Estratto decreto n. 110 del 4 aprile 2003
E' autorizzata l'immissione in commercio del medicinale generico ELETTROLITICA REIDRATANTE CON GLUCOSIO E CALCIO GLUCONATO, nelle forme e confezioni: "soluzione per infusione endovenosa" sacca 1 litro, "soluzione per infusione endovenosa" sacca 2 litri, alle condizioni e con le specificazioni di seguito indicate.

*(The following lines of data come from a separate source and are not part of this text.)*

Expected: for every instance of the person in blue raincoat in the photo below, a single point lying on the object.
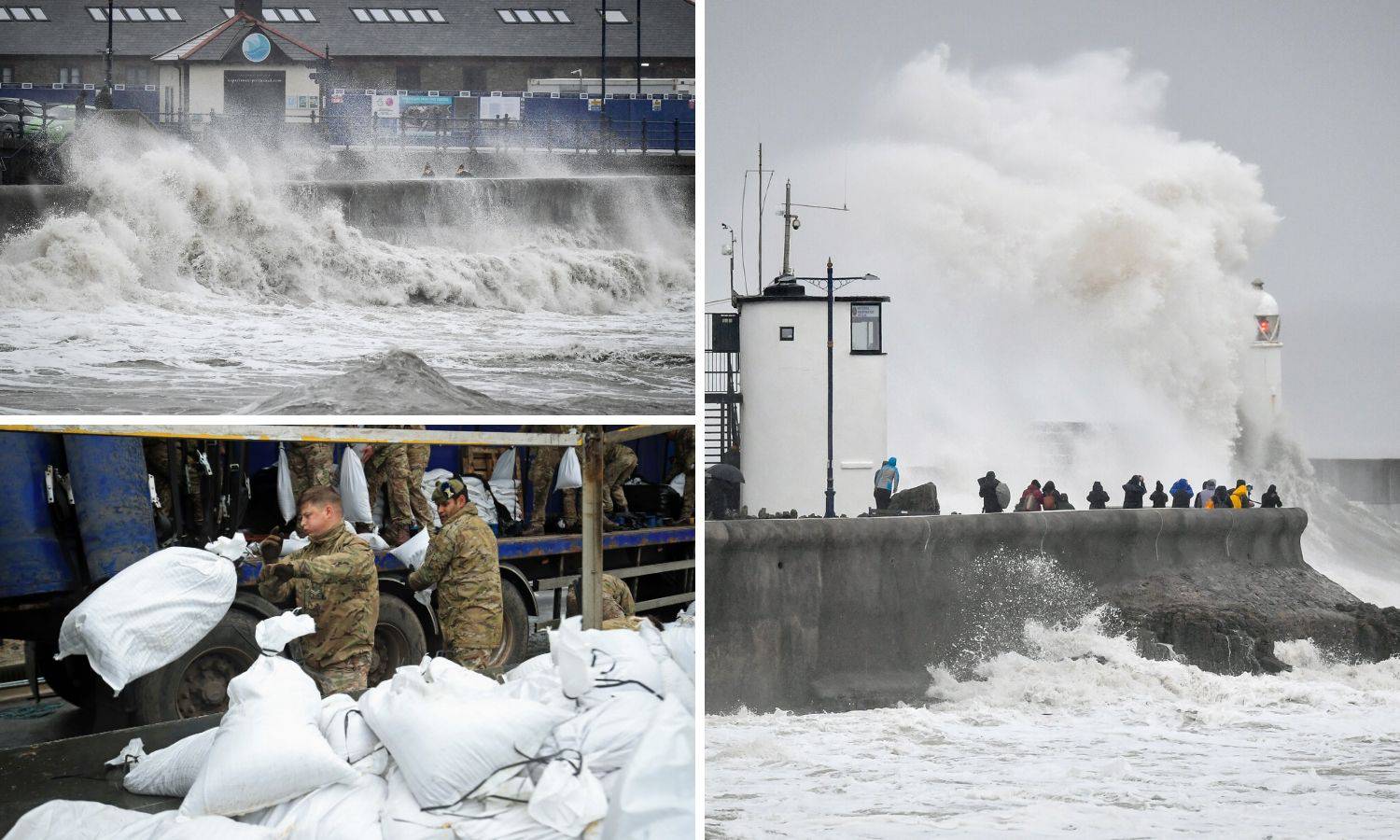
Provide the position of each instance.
(887, 483)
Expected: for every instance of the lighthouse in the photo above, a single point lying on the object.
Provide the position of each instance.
(1262, 399)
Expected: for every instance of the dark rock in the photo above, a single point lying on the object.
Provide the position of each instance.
(916, 500)
(1218, 638)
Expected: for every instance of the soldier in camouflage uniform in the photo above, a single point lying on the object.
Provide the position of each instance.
(542, 481)
(419, 455)
(685, 462)
(157, 464)
(335, 581)
(619, 462)
(464, 565)
(388, 467)
(311, 465)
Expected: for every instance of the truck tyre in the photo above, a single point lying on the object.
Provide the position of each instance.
(398, 638)
(72, 678)
(198, 682)
(514, 629)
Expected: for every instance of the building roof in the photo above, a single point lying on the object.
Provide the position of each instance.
(473, 28)
(220, 41)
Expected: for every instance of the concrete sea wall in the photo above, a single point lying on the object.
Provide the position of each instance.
(809, 612)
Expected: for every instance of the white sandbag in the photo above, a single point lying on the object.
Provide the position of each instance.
(269, 747)
(677, 683)
(528, 666)
(680, 641)
(286, 496)
(481, 496)
(344, 728)
(73, 819)
(451, 741)
(333, 812)
(655, 794)
(171, 825)
(173, 770)
(608, 734)
(414, 551)
(150, 613)
(599, 664)
(567, 797)
(294, 543)
(570, 472)
(229, 548)
(355, 489)
(405, 819)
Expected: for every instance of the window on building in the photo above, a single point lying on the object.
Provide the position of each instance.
(473, 78)
(865, 329)
(408, 77)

Titolare A.I.C.: Industria Farmaceutica Galenica Senese S.r.l., con sede legale e domicilio fiscale in Monteroni D'Arbia - Siena, via Cassia Nord, 3, c.a.p. 53014, Italia, codice fiscale n. 00050110527.
Confezioni autorizzate, numeri A.I.C. e classificazione ai sensi dell art. 8, comma 10, della legge n. 537/1993.
Confezione: "soluzione per infusione endovenosa" sacca 1 litro - A.I.C. n. 033762016/G (in base 10), 106BR0 (in base 32).
Forma farmaceutica: soluzione per infusione endovenosa.
Classe: "C".
Classificazione ai fini della fornitura: medicinale soggetto a prescrizione medica (art. 4, decreto legislativo n. 539/1992).
Validita' prodotto integro: ventiquattro mesi dalla data di fabbricazione.
Produttore: Industria Farmaceutica Galenica Senese S.r.l. - via Cassia Nord, 3 - Monterone d'Arbia (Siena) (Tutte le fasi).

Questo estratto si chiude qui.